TS3-1-5 Surface Immobilization and Characterization of Biomolecules
D.G. Castner (University of Washington)
Immobilized proteins mediate the interactions between a material and its biological environment. We have used XPS, ToF-SIMS and SPR to investigate protein immobilization onto surfaces containing nitrilotriacetic acid (NTA) or N-hydroxysuccinimide (NHS) headgroups. NHS surfaces were prepared by self-assembly of NHS ester oligo(ethylene glycol) thiols (NHS-OEG) onto gold. Aging of these films in ambient air resulted in hydrolysis of some NHS groups, oxidation of some thiols, and deposition of adventitious hydrocarbon contaminants. Overnight immersion under water produced complete hydrolysis and removal of the NHS chemistry. Regeneration of the hydrolyzed surfaces produced surfaces with bound NHS concentrations approximately 50% of those on freshly prepared monolayers. Protein immobilization onto NHS surfaces occurs primarily through the amine groups on the side chains of lysine residues present on the protein surface, resulting in the proteins being immobilized in a random orientation. Mixed monolayers containing NTA headgroups and OEG chains were self-assembled onto a gold surface. The surface concentration of NTA headgroups was 0.9-1.3 molecule/nm@super 2@ in the mixed NTA/OEG monolayers, compared to 1.9 molecule/nm@super 2@ in pure NTA monolayers.

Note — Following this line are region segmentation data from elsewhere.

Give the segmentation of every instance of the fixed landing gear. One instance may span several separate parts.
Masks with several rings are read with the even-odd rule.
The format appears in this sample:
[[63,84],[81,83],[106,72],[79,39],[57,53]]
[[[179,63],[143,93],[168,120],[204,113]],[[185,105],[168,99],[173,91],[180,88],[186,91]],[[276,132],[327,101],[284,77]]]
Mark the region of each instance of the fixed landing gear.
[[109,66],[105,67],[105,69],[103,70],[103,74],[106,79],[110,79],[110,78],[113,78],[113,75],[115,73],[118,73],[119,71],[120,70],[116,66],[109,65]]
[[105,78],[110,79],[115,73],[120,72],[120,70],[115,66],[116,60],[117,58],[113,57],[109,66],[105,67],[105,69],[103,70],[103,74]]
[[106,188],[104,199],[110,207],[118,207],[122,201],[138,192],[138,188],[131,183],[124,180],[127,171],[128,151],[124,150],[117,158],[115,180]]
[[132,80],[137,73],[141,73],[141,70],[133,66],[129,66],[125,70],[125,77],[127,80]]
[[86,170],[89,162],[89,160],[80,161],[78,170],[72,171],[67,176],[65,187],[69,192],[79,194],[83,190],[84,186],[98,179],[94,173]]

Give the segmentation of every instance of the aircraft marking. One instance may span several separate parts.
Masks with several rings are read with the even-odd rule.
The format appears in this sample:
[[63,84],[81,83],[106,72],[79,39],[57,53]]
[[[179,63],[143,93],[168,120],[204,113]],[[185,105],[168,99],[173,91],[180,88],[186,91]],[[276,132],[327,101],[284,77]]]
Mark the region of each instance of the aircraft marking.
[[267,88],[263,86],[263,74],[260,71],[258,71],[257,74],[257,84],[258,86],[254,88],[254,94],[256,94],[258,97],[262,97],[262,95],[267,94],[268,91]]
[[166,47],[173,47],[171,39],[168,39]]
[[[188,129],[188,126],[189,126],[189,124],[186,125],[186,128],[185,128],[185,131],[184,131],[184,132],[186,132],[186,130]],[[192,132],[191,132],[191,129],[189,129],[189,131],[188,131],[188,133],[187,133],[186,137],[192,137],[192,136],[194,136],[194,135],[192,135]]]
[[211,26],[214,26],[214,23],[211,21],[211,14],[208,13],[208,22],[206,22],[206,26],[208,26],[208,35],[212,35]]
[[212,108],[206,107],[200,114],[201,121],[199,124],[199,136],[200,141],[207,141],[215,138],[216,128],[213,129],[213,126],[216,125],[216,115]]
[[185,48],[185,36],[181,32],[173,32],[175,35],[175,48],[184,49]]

The NTA headgroups were slightly reoriented toward an upright position after OEG incorporation. Histagged, proteins were specifically and reversibly immobilized onto Ni(II)-treated mixed NTA monolayers in well-defined orientations. ToF-SIMS was used to compare the controlled orientation of histagged proteins on NTA surfaces with the random orientation of proteins on NHS surfaces. These model systems were then extended to examine the patterning of proteins and DNA oligomers on microarray slides with surface-active NHS groups.